Supervised Learning Algorithms: An Illustrated Guide

Supervised learning is an integral part of the machine learning world. Today, let’s look at the different supervised machine learning algorithms in detail.

You might already know that machine learning systems are classified into two types based on the amount and type of supervision they get during the training process. They are called supervised and unsupervised learning.

Before going in-depth about supervised learning algorithms, let’s first look at what supervised learning is.

Supervised learning is training a machine learning model with data that includes some labels as well. That means we are providing some additional information about the data.

In supervised learning, there is a dependent variable that needs to be calculated using independent variables. The dataset gives information about the different classes to the machine before training.

In the case of unsupervised learning, the training data that we give to the machine is unlabeled.

I hope you got the idea. So, let’s move on to the various supervised learning algorithms, and let’s see how each one works.

The most commonly used supervised learning algorithms are listed below. If you are interested in becoming a machine learning engineer, you should at least know these algorithms.

Linear Regression
Logistic Regression
K-Nearest Neighbors
Support Vector Machine (SVM)
Decision Trees
Random Forests
Neural Networks (some may be unsupervised as well)

There are so many machine learning algorithms and many of them are created nowadays. In this article, we are going to discuss these 7 most important supervised learning algorithms only. So, it is time to take a look at each one of them in detail.

Linear Regression

Linear regression is one of the easiest machine learning algorithms. It is a linear approach to modeling the relationship between a dependent variable and an independent variable. The independent variable is called the predictor.

It consists of graphing a line over a set of data points that most closely fits the overall shape of the data. In other words, it shows the changes in a dependent variable on the y-axis to the changes in the independent variable on the x-axis.

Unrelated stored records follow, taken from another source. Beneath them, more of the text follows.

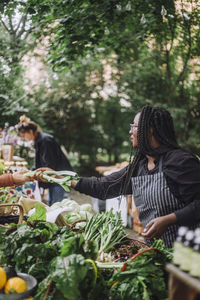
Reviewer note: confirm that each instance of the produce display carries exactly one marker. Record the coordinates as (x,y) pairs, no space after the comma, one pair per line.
(70,265)
(11,283)
(63,178)
(75,212)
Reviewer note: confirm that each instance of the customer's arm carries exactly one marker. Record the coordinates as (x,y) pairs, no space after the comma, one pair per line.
(104,187)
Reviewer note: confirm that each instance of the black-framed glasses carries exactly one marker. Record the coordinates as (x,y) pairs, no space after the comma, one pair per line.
(132,127)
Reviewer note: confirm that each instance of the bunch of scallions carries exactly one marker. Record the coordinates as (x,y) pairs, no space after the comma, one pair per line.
(106,229)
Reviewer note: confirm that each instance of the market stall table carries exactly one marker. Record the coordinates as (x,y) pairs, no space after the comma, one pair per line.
(182,286)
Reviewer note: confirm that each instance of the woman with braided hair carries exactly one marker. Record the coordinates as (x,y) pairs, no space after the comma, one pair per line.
(163,178)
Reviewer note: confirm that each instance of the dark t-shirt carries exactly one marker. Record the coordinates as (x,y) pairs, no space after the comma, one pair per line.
(181,170)
(49,154)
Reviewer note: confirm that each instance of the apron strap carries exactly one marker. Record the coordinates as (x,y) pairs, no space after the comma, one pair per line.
(160,164)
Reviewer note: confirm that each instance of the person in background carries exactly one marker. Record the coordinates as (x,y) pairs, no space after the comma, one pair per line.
(17,178)
(163,178)
(48,153)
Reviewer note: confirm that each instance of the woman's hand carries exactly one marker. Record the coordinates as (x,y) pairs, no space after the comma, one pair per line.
(38,173)
(156,227)
(19,178)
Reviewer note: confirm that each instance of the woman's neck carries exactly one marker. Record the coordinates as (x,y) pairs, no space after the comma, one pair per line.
(151,162)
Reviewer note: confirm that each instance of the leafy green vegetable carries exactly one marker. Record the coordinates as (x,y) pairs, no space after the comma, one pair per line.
(39,214)
(76,244)
(107,229)
(144,277)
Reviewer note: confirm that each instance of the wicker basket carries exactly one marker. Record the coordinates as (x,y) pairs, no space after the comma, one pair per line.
(11,216)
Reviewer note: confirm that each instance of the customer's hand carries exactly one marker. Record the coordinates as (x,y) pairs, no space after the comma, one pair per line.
(156,227)
(19,178)
(38,173)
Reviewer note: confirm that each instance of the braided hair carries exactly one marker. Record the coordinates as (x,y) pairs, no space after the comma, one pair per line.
(161,122)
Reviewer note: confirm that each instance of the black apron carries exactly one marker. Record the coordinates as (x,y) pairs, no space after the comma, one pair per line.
(153,199)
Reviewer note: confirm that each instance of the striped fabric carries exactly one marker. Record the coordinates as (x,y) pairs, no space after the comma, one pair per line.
(153,199)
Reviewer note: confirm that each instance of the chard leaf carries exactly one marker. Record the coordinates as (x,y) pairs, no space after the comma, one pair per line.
(40,213)
(68,273)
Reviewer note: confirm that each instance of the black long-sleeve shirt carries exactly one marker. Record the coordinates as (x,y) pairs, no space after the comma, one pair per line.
(49,154)
(181,170)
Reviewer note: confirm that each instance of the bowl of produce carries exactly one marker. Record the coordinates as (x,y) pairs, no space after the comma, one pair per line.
(16,286)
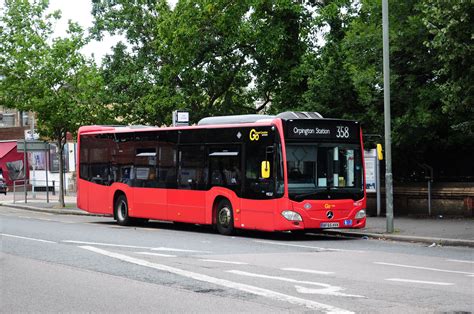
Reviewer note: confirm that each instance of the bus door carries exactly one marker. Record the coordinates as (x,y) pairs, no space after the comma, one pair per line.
(260,190)
(188,202)
(225,170)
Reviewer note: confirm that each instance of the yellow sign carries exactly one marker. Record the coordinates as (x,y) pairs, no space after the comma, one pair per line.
(255,135)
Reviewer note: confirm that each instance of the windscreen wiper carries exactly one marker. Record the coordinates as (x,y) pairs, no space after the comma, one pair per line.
(314,193)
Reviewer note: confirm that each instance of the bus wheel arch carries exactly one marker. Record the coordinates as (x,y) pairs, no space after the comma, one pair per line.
(121,213)
(223,216)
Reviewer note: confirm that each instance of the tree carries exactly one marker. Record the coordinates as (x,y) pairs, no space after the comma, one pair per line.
(46,75)
(210,57)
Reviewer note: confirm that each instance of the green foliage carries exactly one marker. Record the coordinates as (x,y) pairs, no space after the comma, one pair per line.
(46,75)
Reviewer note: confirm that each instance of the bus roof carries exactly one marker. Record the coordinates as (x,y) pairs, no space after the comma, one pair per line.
(209,122)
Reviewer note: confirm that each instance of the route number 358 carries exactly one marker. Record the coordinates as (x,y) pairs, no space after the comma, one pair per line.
(342,132)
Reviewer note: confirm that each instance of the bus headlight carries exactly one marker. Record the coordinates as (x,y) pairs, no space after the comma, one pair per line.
(291,215)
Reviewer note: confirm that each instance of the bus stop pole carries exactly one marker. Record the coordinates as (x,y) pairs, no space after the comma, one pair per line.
(24,169)
(377,183)
(388,139)
(47,169)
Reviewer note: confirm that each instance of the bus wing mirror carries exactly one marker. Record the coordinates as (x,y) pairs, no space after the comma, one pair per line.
(265,172)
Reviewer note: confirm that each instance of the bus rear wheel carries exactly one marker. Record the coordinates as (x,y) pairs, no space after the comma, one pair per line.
(225,218)
(121,211)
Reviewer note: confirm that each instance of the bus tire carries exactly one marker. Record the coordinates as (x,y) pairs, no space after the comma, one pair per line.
(224,218)
(121,211)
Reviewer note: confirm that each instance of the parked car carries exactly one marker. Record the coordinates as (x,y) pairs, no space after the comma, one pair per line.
(3,187)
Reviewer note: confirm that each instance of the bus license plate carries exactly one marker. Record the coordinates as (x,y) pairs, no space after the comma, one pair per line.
(329,225)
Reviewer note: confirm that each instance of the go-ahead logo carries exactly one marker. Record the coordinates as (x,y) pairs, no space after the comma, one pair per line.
(255,135)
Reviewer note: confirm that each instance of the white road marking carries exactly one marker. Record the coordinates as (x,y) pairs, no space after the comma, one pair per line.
(108,244)
(44,219)
(309,271)
(26,238)
(307,247)
(224,262)
(460,261)
(325,289)
(155,254)
(420,281)
(222,282)
(426,268)
(135,247)
(170,249)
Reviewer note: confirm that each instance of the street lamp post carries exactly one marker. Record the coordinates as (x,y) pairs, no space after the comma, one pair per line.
(388,137)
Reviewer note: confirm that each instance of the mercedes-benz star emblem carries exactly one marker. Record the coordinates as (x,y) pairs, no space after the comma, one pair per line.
(330,214)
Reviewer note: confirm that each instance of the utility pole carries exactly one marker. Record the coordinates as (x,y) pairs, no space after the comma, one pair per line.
(388,136)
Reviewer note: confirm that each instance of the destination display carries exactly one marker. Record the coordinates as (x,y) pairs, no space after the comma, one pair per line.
(338,130)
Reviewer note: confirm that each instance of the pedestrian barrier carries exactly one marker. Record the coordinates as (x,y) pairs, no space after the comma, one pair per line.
(37,190)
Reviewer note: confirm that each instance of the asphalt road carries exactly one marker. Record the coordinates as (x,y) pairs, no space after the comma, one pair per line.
(65,263)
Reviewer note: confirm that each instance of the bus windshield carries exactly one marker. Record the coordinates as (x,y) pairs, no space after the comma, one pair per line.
(324,171)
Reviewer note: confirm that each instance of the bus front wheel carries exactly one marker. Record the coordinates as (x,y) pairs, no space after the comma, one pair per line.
(121,211)
(225,218)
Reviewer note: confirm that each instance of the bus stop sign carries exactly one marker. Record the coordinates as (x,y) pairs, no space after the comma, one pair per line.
(31,146)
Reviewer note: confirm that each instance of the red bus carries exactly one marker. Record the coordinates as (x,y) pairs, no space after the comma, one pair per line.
(294,171)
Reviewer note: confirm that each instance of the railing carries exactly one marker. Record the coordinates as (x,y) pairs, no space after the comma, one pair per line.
(37,190)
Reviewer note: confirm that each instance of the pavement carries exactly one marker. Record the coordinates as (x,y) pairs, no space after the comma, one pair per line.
(436,231)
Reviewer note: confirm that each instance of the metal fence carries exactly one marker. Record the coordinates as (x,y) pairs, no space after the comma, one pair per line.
(38,190)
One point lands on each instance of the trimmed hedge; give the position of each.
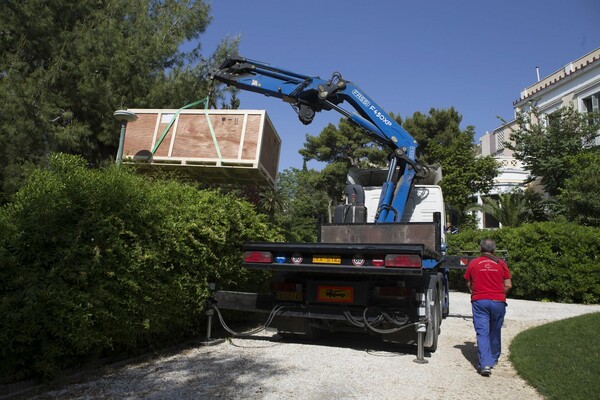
(549, 261)
(96, 262)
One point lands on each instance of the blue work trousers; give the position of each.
(488, 317)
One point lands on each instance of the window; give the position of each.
(591, 104)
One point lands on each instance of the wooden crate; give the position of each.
(244, 150)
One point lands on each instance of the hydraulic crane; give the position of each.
(378, 278)
(309, 95)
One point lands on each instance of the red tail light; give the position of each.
(394, 291)
(258, 257)
(378, 262)
(403, 260)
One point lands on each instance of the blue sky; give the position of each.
(408, 56)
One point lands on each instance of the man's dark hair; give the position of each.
(488, 246)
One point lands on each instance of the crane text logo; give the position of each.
(367, 103)
(361, 98)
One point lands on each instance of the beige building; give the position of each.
(577, 84)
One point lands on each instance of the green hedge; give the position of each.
(549, 261)
(94, 262)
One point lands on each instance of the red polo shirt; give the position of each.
(487, 278)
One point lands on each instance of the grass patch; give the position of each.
(560, 359)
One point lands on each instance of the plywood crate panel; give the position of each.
(244, 149)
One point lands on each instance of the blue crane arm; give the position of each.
(309, 95)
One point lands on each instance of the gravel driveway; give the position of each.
(347, 367)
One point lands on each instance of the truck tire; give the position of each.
(434, 328)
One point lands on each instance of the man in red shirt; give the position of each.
(488, 280)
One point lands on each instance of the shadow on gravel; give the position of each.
(469, 351)
(355, 341)
(192, 374)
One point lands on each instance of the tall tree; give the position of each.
(67, 66)
(544, 143)
(442, 141)
(510, 209)
(304, 204)
(580, 197)
(341, 147)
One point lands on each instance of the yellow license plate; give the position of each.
(327, 260)
(335, 294)
(288, 296)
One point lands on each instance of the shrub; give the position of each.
(101, 261)
(548, 260)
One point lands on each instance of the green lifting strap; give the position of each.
(210, 127)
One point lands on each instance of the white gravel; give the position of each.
(350, 367)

The relationship between two variables is called deterministic if one variable can be accurately expressed by the other variable.

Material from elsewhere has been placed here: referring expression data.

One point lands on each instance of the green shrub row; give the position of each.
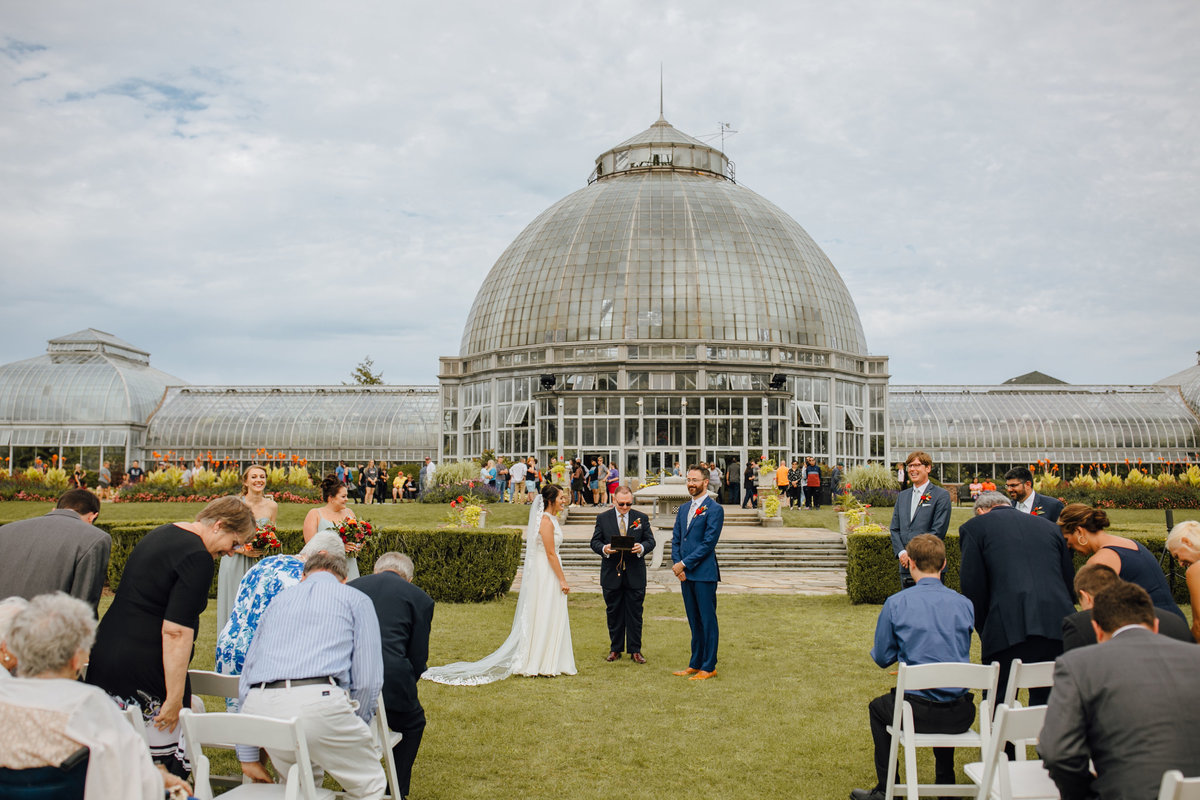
(453, 565)
(873, 576)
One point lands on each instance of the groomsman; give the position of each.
(921, 509)
(623, 573)
(694, 549)
(1019, 485)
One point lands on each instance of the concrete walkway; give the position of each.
(765, 582)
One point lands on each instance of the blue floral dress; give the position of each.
(261, 585)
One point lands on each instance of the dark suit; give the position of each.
(623, 578)
(57, 552)
(1078, 632)
(694, 543)
(1019, 573)
(406, 614)
(1129, 705)
(931, 517)
(1048, 507)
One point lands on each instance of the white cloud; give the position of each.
(267, 193)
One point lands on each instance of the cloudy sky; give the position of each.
(268, 192)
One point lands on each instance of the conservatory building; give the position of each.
(664, 314)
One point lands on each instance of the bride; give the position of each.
(540, 642)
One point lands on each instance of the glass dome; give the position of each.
(663, 245)
(87, 378)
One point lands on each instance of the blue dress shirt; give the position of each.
(315, 629)
(925, 624)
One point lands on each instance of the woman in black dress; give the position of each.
(144, 642)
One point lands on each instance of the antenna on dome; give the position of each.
(725, 128)
(661, 115)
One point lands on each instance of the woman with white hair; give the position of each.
(1183, 542)
(48, 714)
(9, 609)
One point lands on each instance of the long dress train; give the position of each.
(540, 639)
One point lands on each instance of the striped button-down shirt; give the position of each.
(315, 629)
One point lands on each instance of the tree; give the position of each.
(364, 374)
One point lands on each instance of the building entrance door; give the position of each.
(658, 462)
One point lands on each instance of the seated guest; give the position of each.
(9, 609)
(1090, 581)
(406, 614)
(924, 624)
(1127, 704)
(1084, 528)
(317, 656)
(48, 714)
(258, 588)
(1183, 542)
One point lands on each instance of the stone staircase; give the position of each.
(748, 554)
(733, 516)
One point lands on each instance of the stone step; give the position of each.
(741, 554)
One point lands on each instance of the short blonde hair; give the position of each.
(1186, 534)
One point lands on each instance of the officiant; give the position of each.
(622, 539)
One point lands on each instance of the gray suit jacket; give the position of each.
(1129, 705)
(931, 517)
(58, 552)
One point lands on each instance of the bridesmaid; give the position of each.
(233, 567)
(327, 517)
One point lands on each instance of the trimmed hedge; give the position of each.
(453, 565)
(873, 576)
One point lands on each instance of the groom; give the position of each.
(623, 575)
(693, 543)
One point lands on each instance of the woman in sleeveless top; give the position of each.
(329, 516)
(1084, 528)
(540, 639)
(234, 567)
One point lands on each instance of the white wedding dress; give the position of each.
(540, 641)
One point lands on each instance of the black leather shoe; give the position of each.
(867, 794)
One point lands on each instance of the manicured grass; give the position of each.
(786, 715)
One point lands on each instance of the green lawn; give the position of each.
(502, 513)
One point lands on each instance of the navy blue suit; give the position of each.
(695, 546)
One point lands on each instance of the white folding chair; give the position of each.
(133, 714)
(1023, 675)
(202, 729)
(214, 684)
(982, 678)
(996, 777)
(387, 739)
(1176, 787)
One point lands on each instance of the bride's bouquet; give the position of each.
(354, 533)
(265, 537)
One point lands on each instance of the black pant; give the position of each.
(624, 612)
(412, 726)
(928, 716)
(1033, 649)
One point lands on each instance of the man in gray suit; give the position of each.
(921, 509)
(1127, 704)
(1092, 579)
(59, 552)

In linear regression, the data is modeled using a straight line. It follows the line equation y = mx+c, which you may have already studied in your high school mathematics.

In this equation, y is the dependent variable, x is the independent variable, m is the slope of the line and b is the intercept.

It means that every value of X has a corresponding value of Y in the graph. Linear regression is used with continuous variables. The output of the linear regression equation will be the value of the variable.

For example, we can find the temperature in Fahrenheit if we are given the temperature in degree Celcius. This is easily done by using the equation of the regression line, which is in this case,

F = C * (9/5) + 32

where F is the temperature in Fahrenheit (dependent variable) and C is the temperature in degree Celcius (independent variable).

Now, you may have got a clear idea about what actually linear regression is. Let’s look at the applications of linear regression.

Linear regression can be used to predict trends and future values. It can be used to forecast the impact of changes. It can also be used to predict the strength of the effects that the independent variables have on the dependent variables.

In Python, we have a module called LinearRegression in the scikit learn library that we can use to implement linear regression.

If there is only one independent variable, we call it a simple linear regression. If there is more than one independent variable, then we call it multiple linear regression.

Now, let’s move on to the next supervised learning algorithm.

Logistic Regression

Logistic regression is another type of regression analysis. This algorithm is mostly used when the output or dependent variable is in binary format.

It produces results in a binary format that is used to predict the outcome of a categorical dependent variable. So, the outcome is always categorical or discrete such as 0 or 1, true or false, yes or no, high or low, pass or fail, etc.

In this, the resulting curve cannot be formulated into a single equation. Since the logistic experiments can only have one of two possible values for each experiment, the points will not be normally distributed about the predicted line.

Hence, we use a logistic. Logistic regression produces a logistic curve, which is limited to values between 0 and 1. This curve is also known as the sigmoid curve or the S-curve.

Logistic regression can be used for classification problems. It is used to estimate the probability that an instance belongs to a particular class.

If the estimated probability is greater than 50%, then the model predicts that the instance belongs to the 1st class, or else it predicts that it does not. This makes it a binary classifier.

Logistic regression is similar to linear regression in computing the weighted sum of the input features. But, instead of outputting the results directly, the logistic regression outputs the logistic of this result.

In Python, we have a module called LogisticRegression in the scikit learn library that we can use to implement logistic regression.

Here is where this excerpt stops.